The latency demo only works because it records the system time for emitting the sound, and then the system time for receiving it.
If you know exactly what sound is going to be played, you could examine the relative attenuation at different frequencies (high frequencies attenuate faster).
Otherwise there is no way to solve. You need to gather more information somehow.
Yes, I have tried but it's impossible with only one microphone.
I was going to use the mic of an android device to detect the sound of an object and calculate its distance from the device.
The problem is that the device has only one microphone and this makes it impossible. Maybe there is another way to measure it but till now I haven't found how to.
That's why we have two ears to survive evolution... ;-)
But if you create the impuls yourself and measure the echo, it might work, because the impulse is once where your device stands and comes again in two times the distance.
All other approaches are only working with a lot of assumptions (like frequency attenuation as pi said) or if you know the "wetness" of the room, then the percentage of dry signal to environmental reverb can also give hints. Also timing of early reflections helps to get an idea of positions in space and the environment.
The possibilities increase drastically if you have a second microphone. And last but not least, if you have an artificial head microphone, then you can also analyze "head related transfer functions", which uses knowledge of your ear form i.e. pinnae.
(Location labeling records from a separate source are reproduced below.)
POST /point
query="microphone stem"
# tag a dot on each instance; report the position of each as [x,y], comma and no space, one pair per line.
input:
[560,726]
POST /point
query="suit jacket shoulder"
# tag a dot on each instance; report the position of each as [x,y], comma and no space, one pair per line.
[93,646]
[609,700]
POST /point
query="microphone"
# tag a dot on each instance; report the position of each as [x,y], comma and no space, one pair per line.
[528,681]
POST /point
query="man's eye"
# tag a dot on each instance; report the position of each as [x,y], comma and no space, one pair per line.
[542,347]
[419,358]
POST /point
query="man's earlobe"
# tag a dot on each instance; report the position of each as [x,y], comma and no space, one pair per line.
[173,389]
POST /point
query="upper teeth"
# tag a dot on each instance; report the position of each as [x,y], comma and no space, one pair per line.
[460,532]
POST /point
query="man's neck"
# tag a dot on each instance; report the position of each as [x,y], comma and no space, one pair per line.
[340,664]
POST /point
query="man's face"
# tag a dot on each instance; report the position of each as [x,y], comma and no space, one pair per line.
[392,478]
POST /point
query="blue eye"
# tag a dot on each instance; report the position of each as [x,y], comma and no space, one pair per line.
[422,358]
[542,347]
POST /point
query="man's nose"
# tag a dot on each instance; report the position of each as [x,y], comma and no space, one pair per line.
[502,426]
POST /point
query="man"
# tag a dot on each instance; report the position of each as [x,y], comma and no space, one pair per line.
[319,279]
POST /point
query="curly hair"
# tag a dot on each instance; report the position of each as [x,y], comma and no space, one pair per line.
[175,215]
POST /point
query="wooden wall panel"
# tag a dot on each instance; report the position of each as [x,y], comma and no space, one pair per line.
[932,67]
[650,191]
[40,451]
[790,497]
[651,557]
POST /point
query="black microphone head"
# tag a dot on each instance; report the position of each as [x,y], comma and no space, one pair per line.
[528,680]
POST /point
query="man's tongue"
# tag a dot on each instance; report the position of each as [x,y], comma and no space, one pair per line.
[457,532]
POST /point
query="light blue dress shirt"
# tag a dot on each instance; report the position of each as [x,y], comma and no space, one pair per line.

All these cues combined give an idea of surrounding. A thing your brain and ears are pretty good at. You realize how amazing it is, if you try to mimic this with your computer.
Reading again, i got another idea, if you can add an impuls with your IR led of your android device, then you can use the difference between sound speed and light speed, like you would in a thunderstorm: the difference between light and sound in seconds divided by three is about the distance in km.
They should add more microphones into the devices ( at least 2 ). I had a beautiful idea and as I understand now its impossible to achieve it.
" if you can add an impuls with your IR " - maybe I didn't understand you well but even if this is possible it will be very hard to get the correct distance.